頑なに本を読み解くのを止めようとしなかった金田は重い瞼を落とし、寝息を立てるのに五分もかからなかった。
眠る寸前に朦朧とする意識の中枕に顔を埋めて金田が囁く。それは謝罪の言葉の様に聞こえた。
その後、一週間に一度のタイミングで本郷区千駄木町の桐野宅に行くことで話がついた。
何しろ忙しい金田だ。突然頻繁に訪れる様になれば向こうも警戒するだろう。そもそも今まではきかない薬で誤魔化して来たのだから有効な記憶媒体を持つ茅帆がいるならばそれで十分だろう。そう言い出したのは金田の方だ。

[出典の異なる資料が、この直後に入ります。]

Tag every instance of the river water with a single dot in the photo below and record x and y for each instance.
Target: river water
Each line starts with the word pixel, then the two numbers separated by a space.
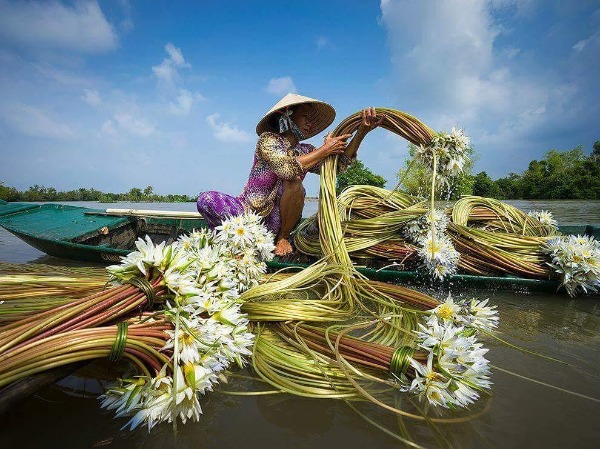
pixel 521 413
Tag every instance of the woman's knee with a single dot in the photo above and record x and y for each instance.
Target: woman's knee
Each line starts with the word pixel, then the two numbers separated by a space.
pixel 294 187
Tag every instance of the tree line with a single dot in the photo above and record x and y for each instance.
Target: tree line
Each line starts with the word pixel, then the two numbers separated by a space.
pixel 570 174
pixel 567 174
pixel 41 193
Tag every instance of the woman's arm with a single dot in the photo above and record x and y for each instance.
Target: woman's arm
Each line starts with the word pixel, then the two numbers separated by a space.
pixel 332 145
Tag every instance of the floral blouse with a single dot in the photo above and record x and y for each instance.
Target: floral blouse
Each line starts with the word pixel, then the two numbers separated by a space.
pixel 275 161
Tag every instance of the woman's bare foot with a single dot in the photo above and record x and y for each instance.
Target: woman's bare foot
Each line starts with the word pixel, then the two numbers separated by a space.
pixel 283 247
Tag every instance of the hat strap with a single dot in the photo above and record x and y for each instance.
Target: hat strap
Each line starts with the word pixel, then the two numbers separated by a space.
pixel 287 124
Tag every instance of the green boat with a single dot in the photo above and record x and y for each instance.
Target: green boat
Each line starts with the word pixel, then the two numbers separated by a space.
pixel 93 235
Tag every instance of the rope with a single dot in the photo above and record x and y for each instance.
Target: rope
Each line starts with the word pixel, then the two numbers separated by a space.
pixel 146 287
pixel 401 360
pixel 118 348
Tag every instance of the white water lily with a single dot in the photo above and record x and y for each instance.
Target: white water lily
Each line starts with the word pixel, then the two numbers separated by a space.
pixel 544 217
pixel 205 273
pixel 456 369
pixel 577 260
pixel 450 151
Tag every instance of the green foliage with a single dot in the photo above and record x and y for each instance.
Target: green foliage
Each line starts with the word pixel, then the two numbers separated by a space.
pixel 596 151
pixel 559 175
pixel 414 179
pixel 41 193
pixel 358 174
pixel 483 185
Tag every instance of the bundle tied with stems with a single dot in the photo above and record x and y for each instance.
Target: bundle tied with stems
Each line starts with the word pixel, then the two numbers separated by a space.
pixel 396 343
pixel 192 329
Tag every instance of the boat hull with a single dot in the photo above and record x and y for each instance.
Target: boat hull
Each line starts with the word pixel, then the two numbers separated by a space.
pixel 83 234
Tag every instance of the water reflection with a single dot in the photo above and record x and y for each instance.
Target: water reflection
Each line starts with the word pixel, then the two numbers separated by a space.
pixel 519 414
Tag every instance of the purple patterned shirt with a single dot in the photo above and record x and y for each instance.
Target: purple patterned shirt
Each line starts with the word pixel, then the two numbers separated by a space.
pixel 275 161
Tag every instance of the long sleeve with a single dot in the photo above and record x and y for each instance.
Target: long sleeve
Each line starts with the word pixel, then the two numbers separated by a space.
pixel 343 160
pixel 273 152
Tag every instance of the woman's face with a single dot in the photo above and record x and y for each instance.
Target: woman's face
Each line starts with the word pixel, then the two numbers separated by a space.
pixel 301 118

地図の印は直ぐにまた銀座の街中で見つかった。まだ他にもありそうだが古めかしい地図に書かれた印は薄く磨耗していて慎重に読み解かねば見逃しそうだ。
「暫くは東京散歩だな」そう金田が言うので茅帆は着物の袖を肘まで捲り上げて「呑気ですね」と返す。はしたないとばかりに振り返る金田の視線が痛いが、こちらは何せキャミソールでも闊歩できる現代から来たのだ。それ位は気にしない。
だからわざと裾を蹴飛ばして見せた。大きな溜息が背中向こうから聞こえた。